Parallelamente, Netanyahu ha contattato l’emiro del Qatar Mohammed Bin Abdulrahman al-Thani per scusarsi di un recente attacco aereo israeliano a Doha che aveva colpito agenti di Hamas, provocando la morte di una guardia di sicurezza qatariana. L’incidente, condannato da Doha e altre capitali arabe, rappresentava un ostacolo agli sforzi diplomatici, ma la telefonata di Netanyahu è stata letta come un tentativo di distensione mentre le trattative proseguono.

Iran e Accordi di Abramo

Durante l’incontro a porte chiuse, Trump e Netanyahu hanno discusso anche del ruolo dell’Iran e della sua guerra indiretta con Israele. Trump ha ribadito l’intenzione di espandere gli Accordi di Abramo, mediati durante il suo primo mandato, ipotizzando persino un coinvolgimento dell’Iran nello sforzo regionale. Tuttavia, l’Iran ha respinto con fermezza qualsiasi iniziativa di riconoscimento dello Stato di Israele, definendo il paese un “regime” e confermando la prosecuzione della guerra per procura con Israele che dura da decenni.

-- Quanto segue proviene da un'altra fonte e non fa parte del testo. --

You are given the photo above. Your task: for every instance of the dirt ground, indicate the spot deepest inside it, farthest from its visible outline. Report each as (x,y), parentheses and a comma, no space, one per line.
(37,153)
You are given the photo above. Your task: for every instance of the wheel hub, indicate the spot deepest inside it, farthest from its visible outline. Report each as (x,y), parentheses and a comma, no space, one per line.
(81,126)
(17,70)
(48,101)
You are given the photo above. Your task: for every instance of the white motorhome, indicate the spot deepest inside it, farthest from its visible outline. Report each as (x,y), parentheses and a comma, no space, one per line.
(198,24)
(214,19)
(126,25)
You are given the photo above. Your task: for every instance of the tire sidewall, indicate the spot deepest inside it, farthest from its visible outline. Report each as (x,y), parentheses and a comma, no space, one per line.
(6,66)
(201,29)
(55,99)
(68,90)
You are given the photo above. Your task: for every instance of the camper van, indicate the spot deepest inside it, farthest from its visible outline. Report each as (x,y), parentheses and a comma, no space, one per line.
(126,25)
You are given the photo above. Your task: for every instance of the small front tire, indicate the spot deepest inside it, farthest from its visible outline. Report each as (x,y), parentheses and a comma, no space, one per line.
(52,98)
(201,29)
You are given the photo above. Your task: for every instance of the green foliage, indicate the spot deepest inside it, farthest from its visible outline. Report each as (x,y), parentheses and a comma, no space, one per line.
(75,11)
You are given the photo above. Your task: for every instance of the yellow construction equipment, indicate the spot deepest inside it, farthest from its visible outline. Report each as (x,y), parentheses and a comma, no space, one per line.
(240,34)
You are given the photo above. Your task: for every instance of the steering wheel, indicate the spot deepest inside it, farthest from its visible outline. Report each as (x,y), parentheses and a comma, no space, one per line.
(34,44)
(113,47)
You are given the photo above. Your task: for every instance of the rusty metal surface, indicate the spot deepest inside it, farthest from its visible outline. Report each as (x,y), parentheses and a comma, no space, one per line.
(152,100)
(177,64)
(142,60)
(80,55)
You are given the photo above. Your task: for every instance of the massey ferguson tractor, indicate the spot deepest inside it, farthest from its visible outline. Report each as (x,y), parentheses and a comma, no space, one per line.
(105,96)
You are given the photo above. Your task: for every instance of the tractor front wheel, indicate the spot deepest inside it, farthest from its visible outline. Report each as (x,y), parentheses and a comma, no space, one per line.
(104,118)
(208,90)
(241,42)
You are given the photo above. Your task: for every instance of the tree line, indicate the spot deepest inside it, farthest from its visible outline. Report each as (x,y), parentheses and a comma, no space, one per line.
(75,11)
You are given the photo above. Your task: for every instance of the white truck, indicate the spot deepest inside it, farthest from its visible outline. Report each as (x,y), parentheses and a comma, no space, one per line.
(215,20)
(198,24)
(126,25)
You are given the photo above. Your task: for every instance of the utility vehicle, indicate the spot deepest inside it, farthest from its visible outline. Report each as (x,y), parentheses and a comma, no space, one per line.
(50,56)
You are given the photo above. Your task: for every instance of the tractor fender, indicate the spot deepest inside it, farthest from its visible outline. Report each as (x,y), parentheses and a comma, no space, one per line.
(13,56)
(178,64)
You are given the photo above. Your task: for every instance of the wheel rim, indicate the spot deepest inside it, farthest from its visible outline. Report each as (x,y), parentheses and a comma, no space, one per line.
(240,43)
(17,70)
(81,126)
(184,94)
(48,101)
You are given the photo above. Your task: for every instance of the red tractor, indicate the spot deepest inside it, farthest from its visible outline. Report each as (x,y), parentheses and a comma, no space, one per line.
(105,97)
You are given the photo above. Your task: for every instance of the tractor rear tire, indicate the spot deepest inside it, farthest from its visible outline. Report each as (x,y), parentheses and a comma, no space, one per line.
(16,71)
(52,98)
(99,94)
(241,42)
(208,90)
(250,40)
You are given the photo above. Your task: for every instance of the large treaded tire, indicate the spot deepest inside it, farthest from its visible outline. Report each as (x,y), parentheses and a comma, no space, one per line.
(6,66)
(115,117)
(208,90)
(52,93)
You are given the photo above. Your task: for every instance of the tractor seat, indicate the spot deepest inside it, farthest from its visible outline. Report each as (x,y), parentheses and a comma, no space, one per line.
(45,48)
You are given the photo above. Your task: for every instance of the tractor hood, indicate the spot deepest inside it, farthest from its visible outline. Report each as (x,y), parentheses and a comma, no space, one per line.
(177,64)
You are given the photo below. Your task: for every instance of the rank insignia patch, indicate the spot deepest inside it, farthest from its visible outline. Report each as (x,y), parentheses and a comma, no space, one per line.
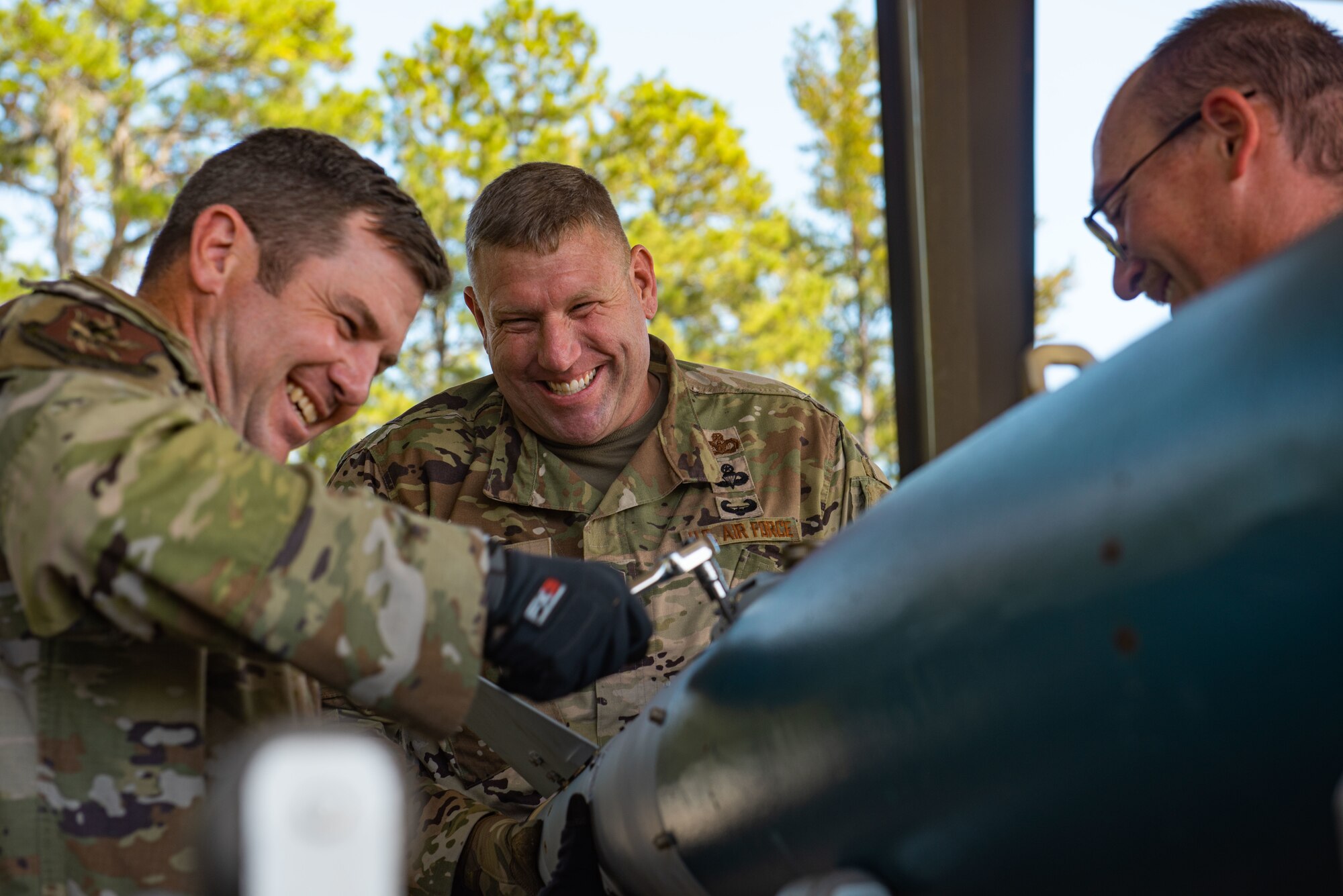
(95,338)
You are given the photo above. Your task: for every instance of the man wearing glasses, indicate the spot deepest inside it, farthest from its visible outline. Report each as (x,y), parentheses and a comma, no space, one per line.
(1225,146)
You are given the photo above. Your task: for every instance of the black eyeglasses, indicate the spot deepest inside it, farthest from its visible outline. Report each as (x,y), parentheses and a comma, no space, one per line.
(1111,240)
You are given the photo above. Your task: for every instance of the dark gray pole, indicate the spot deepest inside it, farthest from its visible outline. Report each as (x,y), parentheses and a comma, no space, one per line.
(958,121)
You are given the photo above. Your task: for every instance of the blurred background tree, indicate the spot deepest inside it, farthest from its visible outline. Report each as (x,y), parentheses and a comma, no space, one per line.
(109,103)
(467,105)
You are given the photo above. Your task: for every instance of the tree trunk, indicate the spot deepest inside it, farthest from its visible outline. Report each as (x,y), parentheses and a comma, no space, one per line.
(62,129)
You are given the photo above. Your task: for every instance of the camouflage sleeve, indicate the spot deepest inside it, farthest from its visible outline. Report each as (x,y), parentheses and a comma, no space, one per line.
(856,482)
(163,519)
(361,468)
(459,844)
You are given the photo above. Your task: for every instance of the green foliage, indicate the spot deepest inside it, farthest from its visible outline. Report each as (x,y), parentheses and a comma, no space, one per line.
(11,272)
(385,403)
(108,105)
(833,78)
(467,105)
(1050,293)
(727,263)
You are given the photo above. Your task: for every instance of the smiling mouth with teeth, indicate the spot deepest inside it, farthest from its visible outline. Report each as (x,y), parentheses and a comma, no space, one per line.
(573,387)
(303,403)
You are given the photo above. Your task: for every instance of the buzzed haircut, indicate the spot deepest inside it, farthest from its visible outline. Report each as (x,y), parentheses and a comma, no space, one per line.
(296,189)
(538,204)
(1275,48)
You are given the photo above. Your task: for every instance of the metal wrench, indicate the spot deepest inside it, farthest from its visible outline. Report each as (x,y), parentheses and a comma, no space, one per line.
(698,556)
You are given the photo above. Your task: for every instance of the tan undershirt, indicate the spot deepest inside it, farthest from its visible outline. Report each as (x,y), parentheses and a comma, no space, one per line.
(604,460)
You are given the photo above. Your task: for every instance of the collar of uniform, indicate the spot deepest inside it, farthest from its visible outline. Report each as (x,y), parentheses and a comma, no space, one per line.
(522,472)
(177,344)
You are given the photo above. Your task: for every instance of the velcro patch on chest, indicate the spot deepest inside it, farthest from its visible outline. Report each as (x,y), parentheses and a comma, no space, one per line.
(780,529)
(92,337)
(725,442)
(734,475)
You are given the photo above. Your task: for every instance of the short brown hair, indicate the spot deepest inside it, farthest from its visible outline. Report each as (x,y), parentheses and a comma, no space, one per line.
(1277,48)
(296,189)
(538,204)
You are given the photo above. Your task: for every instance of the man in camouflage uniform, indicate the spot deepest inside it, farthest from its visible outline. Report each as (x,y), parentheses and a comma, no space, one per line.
(165,580)
(593,442)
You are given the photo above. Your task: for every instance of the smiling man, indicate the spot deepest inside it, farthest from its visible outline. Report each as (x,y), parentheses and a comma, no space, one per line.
(1225,146)
(592,442)
(166,581)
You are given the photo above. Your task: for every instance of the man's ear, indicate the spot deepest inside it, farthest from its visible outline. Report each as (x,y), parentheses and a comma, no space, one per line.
(645,281)
(475,305)
(222,247)
(1236,123)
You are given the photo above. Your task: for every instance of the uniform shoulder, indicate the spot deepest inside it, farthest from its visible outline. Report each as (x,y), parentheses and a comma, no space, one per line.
(77,323)
(703,379)
(456,409)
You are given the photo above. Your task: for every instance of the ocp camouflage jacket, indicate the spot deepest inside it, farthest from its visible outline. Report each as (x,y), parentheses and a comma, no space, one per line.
(751,460)
(165,585)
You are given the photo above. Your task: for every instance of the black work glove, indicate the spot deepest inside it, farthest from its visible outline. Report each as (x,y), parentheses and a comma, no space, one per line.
(575,868)
(557,626)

Conferenza stampa senza domande

La conferenza stampa congiunta si è conclusa in modo insolito: Trump ha dichiarato che “non era davvero appropriato rispondere alle domande”, citando la sua agenda fitta di impegni. Nonostante i giornalisti presenti avessero atteso a lungo, il presidente ha suggerito che avrebbe potuto cambiare idea e ha chiesto a Netanyahu se volesse prendere una domanda da un giornalista israeliano “amichevole”. Netanyahu ha replicato: “Seguo il tuo istinto. Avremo abbastanza tempo per le domande. Risolviamo prima il problema.” La coppia ha quindi lasciato la sala ignorando le numerose domande dei giornalisti, mentre i funzionari della stampa della Casa Bianca tentavano di ristabilire l’ordine.

Questo incontro segna un momento cruciale nella diplomazia mediorientale, con l’introduzione di un piano ambizioso volto non solo a porre fine alla guerra a Gaza, ma anche a creare le condizioni per una pace duratura, con la cooperazione di attori regionali e internazionali, la smilitarizzazione delle fazioni armate e la costruzione di una governance civile efficace per la Striscia.